I’ve noticed that in the “ERA5 hourly data on pressure levels from 1940 to present” dataset, specific humidity occasionally takes on negative values. From one sample field recently downloaded from CDS:
In [9]: print(grib.data_vars)
Data variables:
q (isobaricInhPa, latitude, longitude) float32 ...
In [10]: print(grib.q.min())
<xarray.DataArray 'q' ()>
array(-5.2340856e-06, dtype=float32)
Coordinates:
number int64 ...
time datetime64[ns] 2021-01-01T18:00:00
step timedelta64[ns] ...
valid_time datetime64[ns] ...
In [19]: qlevel = grib.q.sel(isobaricInhPa=200)
In [20]: min_idx = np.argmin(qlevel.data); print(np.unravel_index(min_idx,qlevel.shape))
(319, 720)
In [22]: print(qlevel.data[317:322,718:722])
[[ 3.2670268e-06 5.3010353e-06 1.1883623e-05 1.2811221e-05]

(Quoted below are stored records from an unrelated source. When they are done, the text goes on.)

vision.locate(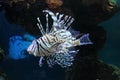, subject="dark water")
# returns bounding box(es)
[0,0,120,80]
[100,12,120,67]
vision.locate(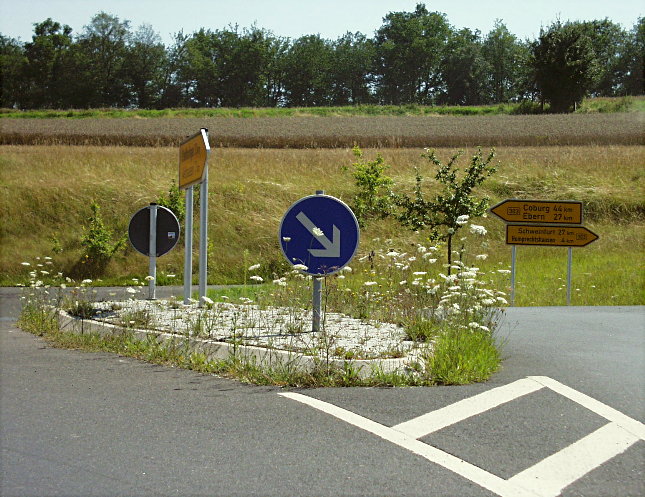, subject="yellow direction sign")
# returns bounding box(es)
[506,224,599,247]
[490,199,582,224]
[179,128,211,189]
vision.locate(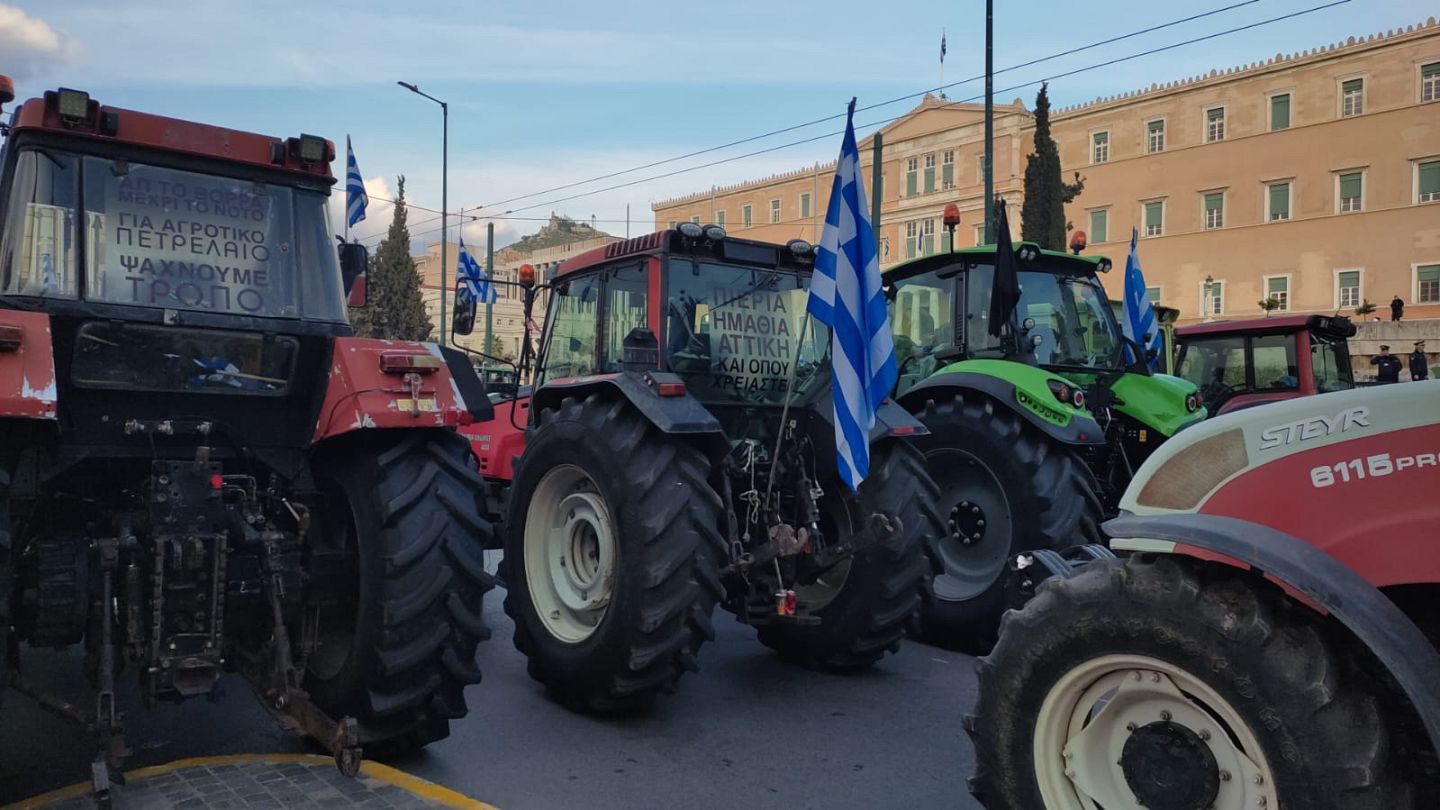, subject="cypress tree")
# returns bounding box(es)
[350,174,432,340]
[1020,84,1084,251]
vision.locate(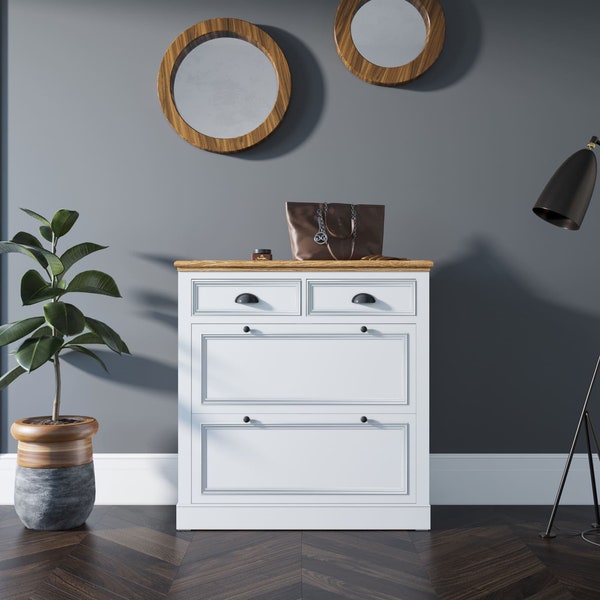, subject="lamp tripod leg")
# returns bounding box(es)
[585,411,600,528]
[540,356,600,539]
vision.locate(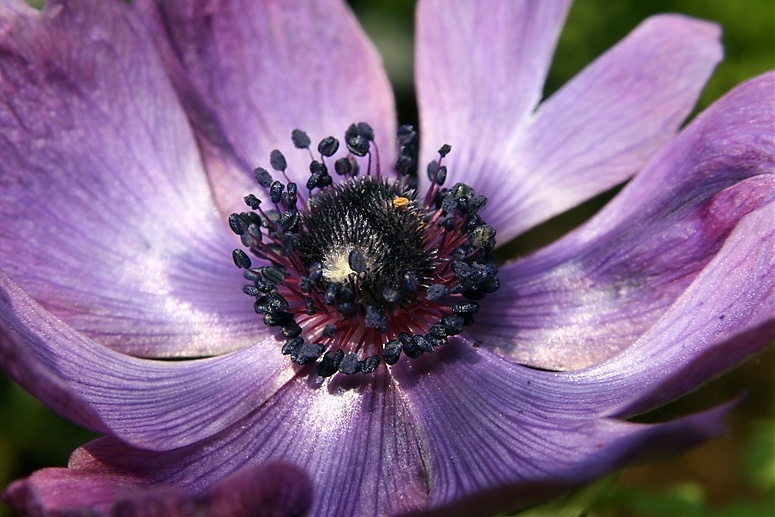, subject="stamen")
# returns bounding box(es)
[228,122,500,377]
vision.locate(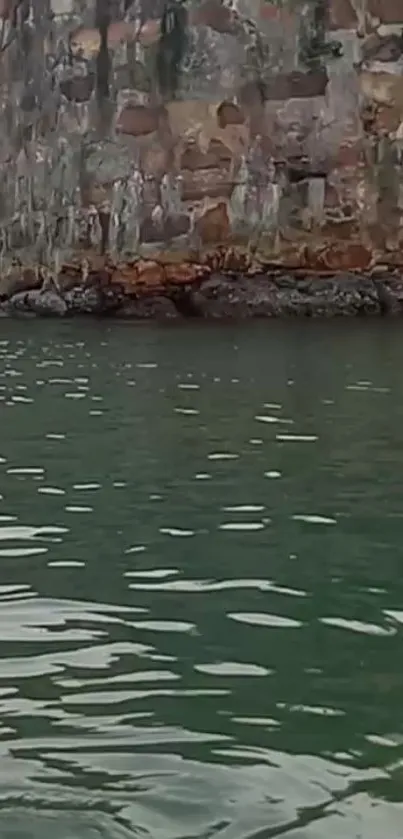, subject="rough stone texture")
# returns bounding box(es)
[0,0,403,317]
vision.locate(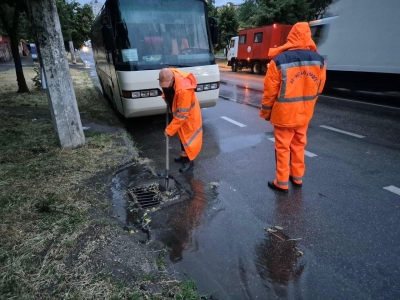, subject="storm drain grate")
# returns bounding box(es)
[129,187,160,208]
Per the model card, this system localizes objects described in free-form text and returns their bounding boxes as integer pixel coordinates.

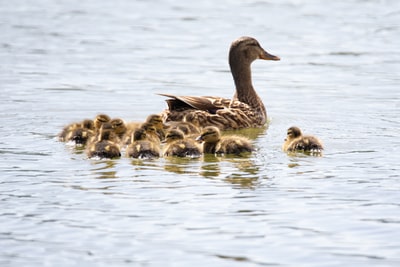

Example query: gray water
[0,0,400,266]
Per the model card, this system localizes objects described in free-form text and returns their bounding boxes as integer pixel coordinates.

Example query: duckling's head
[146,114,164,129]
[81,119,94,130]
[165,129,184,143]
[94,114,111,129]
[98,129,117,141]
[196,126,221,143]
[141,122,157,134]
[285,126,302,141]
[229,36,280,65]
[132,128,147,141]
[110,118,127,135]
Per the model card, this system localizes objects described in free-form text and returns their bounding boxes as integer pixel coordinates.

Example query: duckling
[282,126,324,153]
[59,119,94,145]
[169,121,200,136]
[86,129,121,159]
[164,129,201,158]
[94,114,111,129]
[58,122,80,142]
[110,118,128,140]
[196,126,254,155]
[145,114,165,141]
[160,36,280,130]
[140,122,161,144]
[126,128,160,159]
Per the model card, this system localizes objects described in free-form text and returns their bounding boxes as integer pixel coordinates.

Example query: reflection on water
[91,159,118,179]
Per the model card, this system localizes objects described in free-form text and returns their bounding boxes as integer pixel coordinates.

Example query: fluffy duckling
[122,114,165,145]
[126,128,160,159]
[161,36,280,130]
[58,119,94,145]
[168,121,201,137]
[164,129,201,158]
[86,129,121,159]
[140,122,161,145]
[110,118,128,140]
[196,126,254,155]
[94,114,111,129]
[145,114,165,141]
[282,126,324,153]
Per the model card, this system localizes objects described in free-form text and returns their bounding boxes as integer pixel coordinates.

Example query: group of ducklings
[58,114,260,159]
[58,114,323,159]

[ 2.2276708e-06 1.3522276e-06 6.1504015e-06 1.4536030e-05]
[ 5.9551894e-08 -3.9004317e-06 -5.2340856e-06 8.8735887e-06]
[ 1.3298759e-06 -1.8328956e-06 2.1941432e-06 5.7033667e-06]
[ 2.9727289e-06 1.1436114e-06 8.7166518e-07 1.1216796e-05]]
For this particular date and level, the minimum value is about -4% of the maximum value, too large to be explained by data quantization or floating-point (roundoff) errors.
Instead, I imagine this is arising as a Gibbs-type artifact from either the horizontal interpolation (spherical harmonic / reduced Gaussian to lat/lon) or the vertical interpolation (model level to pressure level).
To avoid reinventing the data processing wheel, is there an established set of best practices on how to deal with these values?